Wednesday, September 2, 2015

DW- Architecture and Multidimensional Model

We know that data warehousing is a collection of methods, techniques and tools which is used to support knowledge workers such as senior managers, directors, managers, and business analysts to conduct data analyses that help with performing decision-making processes and improving information resources.
Fundamentally, data warehouse is the secured place for the historical data where data is never deleted and data updates are normally carried out when data warehouses are offline.

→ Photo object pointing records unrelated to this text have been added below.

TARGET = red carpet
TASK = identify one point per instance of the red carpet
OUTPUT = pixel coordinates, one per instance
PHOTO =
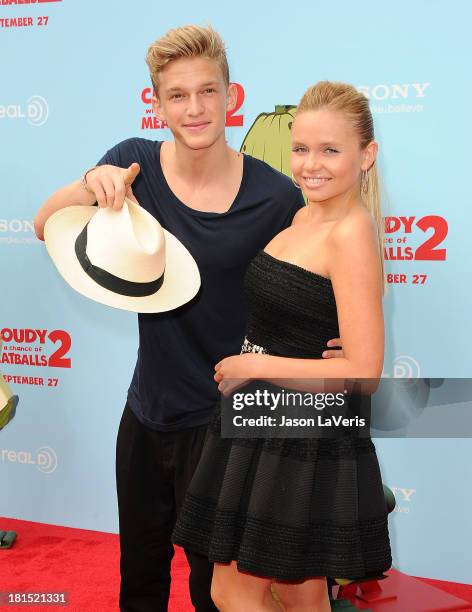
(85, 565)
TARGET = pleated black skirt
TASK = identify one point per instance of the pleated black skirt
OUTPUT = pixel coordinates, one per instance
(288, 509)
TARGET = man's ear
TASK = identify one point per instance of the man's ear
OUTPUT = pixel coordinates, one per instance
(231, 97)
(157, 106)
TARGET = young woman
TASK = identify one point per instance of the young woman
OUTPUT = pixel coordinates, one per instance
(295, 511)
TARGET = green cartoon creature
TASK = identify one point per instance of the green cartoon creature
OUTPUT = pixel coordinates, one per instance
(8, 404)
(269, 138)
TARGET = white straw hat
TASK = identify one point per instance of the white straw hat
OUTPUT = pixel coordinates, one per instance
(123, 259)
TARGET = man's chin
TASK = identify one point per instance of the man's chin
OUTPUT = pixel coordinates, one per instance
(198, 142)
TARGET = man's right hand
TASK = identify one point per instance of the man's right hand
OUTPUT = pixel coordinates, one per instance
(112, 184)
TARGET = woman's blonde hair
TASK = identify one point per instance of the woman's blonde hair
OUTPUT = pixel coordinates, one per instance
(187, 41)
(346, 99)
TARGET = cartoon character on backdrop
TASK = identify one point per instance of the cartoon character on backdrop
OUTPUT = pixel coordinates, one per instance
(268, 138)
(8, 404)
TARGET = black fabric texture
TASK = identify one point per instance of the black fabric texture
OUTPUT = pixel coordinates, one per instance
(173, 387)
(288, 509)
(153, 470)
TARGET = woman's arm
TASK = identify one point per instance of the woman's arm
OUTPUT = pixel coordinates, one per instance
(356, 277)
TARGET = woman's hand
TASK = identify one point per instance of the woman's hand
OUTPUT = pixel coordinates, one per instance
(235, 371)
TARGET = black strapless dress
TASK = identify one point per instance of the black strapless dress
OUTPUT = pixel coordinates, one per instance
(288, 508)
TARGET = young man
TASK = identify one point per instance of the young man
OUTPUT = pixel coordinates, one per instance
(224, 207)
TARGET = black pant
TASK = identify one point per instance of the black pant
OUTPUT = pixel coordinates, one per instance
(153, 471)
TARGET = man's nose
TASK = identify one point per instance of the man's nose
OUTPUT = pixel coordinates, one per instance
(195, 105)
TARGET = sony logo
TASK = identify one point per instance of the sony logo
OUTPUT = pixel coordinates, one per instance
(394, 92)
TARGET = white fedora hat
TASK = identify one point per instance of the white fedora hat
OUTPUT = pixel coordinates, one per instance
(123, 259)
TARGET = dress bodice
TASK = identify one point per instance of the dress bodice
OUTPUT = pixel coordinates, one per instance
(292, 311)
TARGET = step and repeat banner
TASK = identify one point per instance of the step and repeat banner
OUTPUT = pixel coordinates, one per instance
(74, 82)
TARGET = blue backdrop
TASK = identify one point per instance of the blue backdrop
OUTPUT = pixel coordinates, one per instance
(74, 82)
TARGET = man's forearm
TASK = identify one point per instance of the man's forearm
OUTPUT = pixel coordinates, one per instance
(72, 194)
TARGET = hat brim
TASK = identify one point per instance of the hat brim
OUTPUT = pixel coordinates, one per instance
(181, 277)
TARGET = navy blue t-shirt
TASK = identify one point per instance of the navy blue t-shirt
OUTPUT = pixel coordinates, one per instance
(172, 386)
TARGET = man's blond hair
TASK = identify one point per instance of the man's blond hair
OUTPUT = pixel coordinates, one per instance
(187, 41)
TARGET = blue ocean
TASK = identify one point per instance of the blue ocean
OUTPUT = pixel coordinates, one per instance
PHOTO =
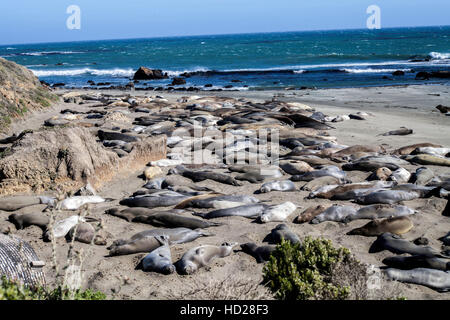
(322, 59)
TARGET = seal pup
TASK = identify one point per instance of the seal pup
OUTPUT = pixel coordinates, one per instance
(261, 253)
(285, 185)
(412, 262)
(435, 279)
(282, 231)
(397, 225)
(379, 211)
(22, 221)
(170, 219)
(130, 213)
(201, 256)
(397, 245)
(160, 259)
(309, 214)
(334, 213)
(278, 212)
(422, 176)
(248, 211)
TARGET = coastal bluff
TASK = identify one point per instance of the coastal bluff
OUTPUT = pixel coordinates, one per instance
(20, 92)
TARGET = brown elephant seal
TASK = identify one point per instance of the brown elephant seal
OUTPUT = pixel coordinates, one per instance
(160, 259)
(397, 225)
(145, 241)
(130, 213)
(435, 279)
(22, 221)
(85, 233)
(422, 176)
(261, 253)
(282, 231)
(379, 211)
(412, 262)
(309, 214)
(397, 245)
(380, 174)
(201, 256)
(171, 219)
(403, 131)
(320, 182)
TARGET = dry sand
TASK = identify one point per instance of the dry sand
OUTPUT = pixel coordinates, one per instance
(392, 107)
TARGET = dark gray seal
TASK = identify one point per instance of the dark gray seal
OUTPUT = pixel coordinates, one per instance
(397, 245)
(22, 221)
(282, 231)
(412, 262)
(201, 256)
(435, 279)
(160, 259)
(251, 211)
(261, 253)
(171, 219)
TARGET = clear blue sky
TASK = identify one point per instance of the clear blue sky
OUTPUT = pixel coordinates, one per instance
(30, 21)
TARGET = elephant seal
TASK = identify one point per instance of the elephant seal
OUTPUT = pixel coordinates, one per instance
(408, 149)
(160, 259)
(332, 171)
(400, 176)
(382, 173)
(379, 211)
(209, 202)
(153, 201)
(248, 211)
(145, 241)
(397, 245)
(198, 176)
(309, 214)
(320, 182)
(201, 256)
(277, 212)
(85, 233)
(422, 176)
(435, 279)
(130, 213)
(427, 159)
(282, 231)
(22, 221)
(16, 203)
(285, 185)
(171, 219)
(74, 203)
(413, 262)
(397, 225)
(261, 254)
(387, 196)
(334, 213)
(400, 132)
(296, 167)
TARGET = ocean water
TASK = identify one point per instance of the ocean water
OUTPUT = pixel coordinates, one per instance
(323, 59)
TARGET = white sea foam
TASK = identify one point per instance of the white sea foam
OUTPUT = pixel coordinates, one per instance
(76, 72)
(370, 70)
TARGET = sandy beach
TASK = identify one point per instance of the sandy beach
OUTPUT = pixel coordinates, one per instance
(412, 106)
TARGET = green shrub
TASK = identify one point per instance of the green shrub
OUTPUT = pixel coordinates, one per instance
(10, 290)
(304, 271)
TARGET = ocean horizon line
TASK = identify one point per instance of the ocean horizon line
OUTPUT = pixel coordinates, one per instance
(222, 35)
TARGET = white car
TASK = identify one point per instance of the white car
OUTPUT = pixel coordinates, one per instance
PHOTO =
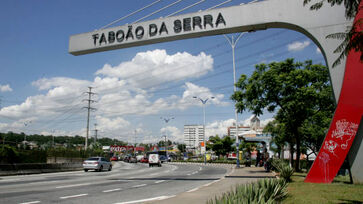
(154, 160)
(97, 164)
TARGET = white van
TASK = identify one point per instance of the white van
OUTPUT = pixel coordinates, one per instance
(154, 160)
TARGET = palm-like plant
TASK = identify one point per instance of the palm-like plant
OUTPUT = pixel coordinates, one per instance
(353, 37)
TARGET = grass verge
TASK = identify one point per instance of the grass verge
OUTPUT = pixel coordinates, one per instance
(340, 191)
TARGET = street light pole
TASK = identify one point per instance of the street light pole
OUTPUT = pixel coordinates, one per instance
(233, 44)
(204, 101)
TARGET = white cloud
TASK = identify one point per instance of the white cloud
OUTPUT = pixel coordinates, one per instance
(152, 68)
(5, 88)
(297, 46)
(218, 127)
(120, 93)
(112, 124)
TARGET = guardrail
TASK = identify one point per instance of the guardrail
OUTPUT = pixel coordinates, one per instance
(36, 168)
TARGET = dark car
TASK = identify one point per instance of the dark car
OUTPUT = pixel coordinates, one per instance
(114, 159)
(127, 158)
(163, 158)
(97, 164)
(144, 160)
(133, 160)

Data Warehouse (with a Staging Area and Data Marts) - Three-Layer Architecture
As per the enterprises/business requirements, you can easily customize your data warehouse architecture according to the different business group. For example, if you want to create a data warehouse for an ERP system (where purchasing, sales, and inventories are separated) then you can do this by adding different data marts, which are systems designed for a particular line (business modules) of business. 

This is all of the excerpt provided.